When Gloria Vega applied for a job cleaning a United Parcel Service sorting center outside Chicago, the cleaning company there, Contract Cleaning Maintenance, told her she would work as an independent contractor, rather than as its employee.
At first, Ms. Vega did not appreciate the distinction, but she soon learned. Independent contractors need not be paid time-and-a-half when they work more than 40 hours, as is generally required for nonsupervisory employees.
Ms. Vega said she earned $300 for 56 hours a week, working 6 a.m. to 2:30 p.m. weekdays cleaning the offices, the cafeteria and restrooms and then 5:30 a.m. to 1:30 p.m. on Saturday and Sunday, cleaning the U.P.S. sorting machines.

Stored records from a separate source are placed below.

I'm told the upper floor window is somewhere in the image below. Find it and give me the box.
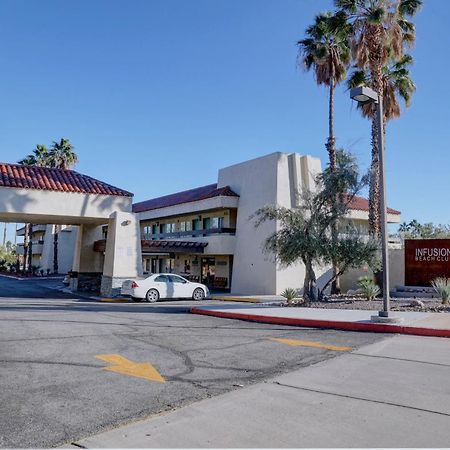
[161,223,177,233]
[211,217,223,228]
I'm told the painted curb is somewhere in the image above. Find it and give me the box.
[190,308,450,338]
[100,297,131,303]
[211,295,261,303]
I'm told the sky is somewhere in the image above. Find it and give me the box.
[0,0,450,243]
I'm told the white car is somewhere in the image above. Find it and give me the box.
[120,273,209,303]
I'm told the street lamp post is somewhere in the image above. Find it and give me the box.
[350,86,399,322]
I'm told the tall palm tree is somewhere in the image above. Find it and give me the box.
[335,0,422,236]
[19,138,78,273]
[19,144,49,167]
[49,138,78,273]
[347,55,416,123]
[297,13,350,294]
[297,13,350,172]
[48,138,78,169]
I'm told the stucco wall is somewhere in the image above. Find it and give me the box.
[218,153,281,294]
[340,249,405,292]
[218,152,327,295]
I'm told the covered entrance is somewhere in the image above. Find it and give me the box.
[0,163,142,295]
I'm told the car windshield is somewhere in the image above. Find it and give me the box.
[168,275,187,283]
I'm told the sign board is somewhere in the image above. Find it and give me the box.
[405,239,450,286]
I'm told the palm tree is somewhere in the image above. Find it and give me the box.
[335,0,422,235]
[347,55,416,123]
[19,138,78,273]
[49,138,78,273]
[297,13,350,172]
[48,138,78,170]
[19,144,49,167]
[297,13,350,294]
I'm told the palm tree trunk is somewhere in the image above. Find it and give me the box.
[326,77,341,295]
[22,223,28,273]
[303,260,316,303]
[28,223,33,273]
[326,81,337,172]
[369,119,381,237]
[53,225,59,273]
[368,25,383,237]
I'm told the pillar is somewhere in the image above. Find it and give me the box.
[101,212,143,296]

”When we protested about overtime, our supervisor said, ‘The doors are open for whoever wants to leave,”’ she said.
Helped by the Service Employees International Union, Ms. Vega and several co-workers have filed a lawsuit, asserting that Contract Cleaning Maintenance wrongly classified more than 2,500 janitors as contractors to avoid paying overtime and taxes.
Jose Canales, who managed Contract Cleaning Maintenance’s Texas affiliate for nearly 10 years, said the company improperly labeled the 80 janitors who worked under him as independent contractors.
”These workers did what they were told,” Mr. Canales said. ”The company was just trying to get away from paying added wages, meaning overtime.”
The courts have generally found that workers are contractors if they manage themselves, stand to make profits from their work, supply their own equipment and can come and go when they want.
Anthony DiVincenzo, a lawyer for Contract Cleaning Maintenance’s owners and its Texas affiliate, said the Internal Revenue Service once ruled that the company’s janitors were independent contractors for tax purposes.
”It shows that these companies have been run in compliance at least with some administrative authorities,” Mr. DiVincenzo said.
He said that the Illinois and Texas operations recently began treating their janitors as employees.
U.P.S. denied any knowledge of improper activities.
Ms. Vega said that after she and several other workers began complaining and threatening a lawsuit, managers asked to re-examine their immigration papers and fired many of them, saying their papers were inadequate.
”Since then,” Ms. Vega said, I haven’t been able to find a steady job.”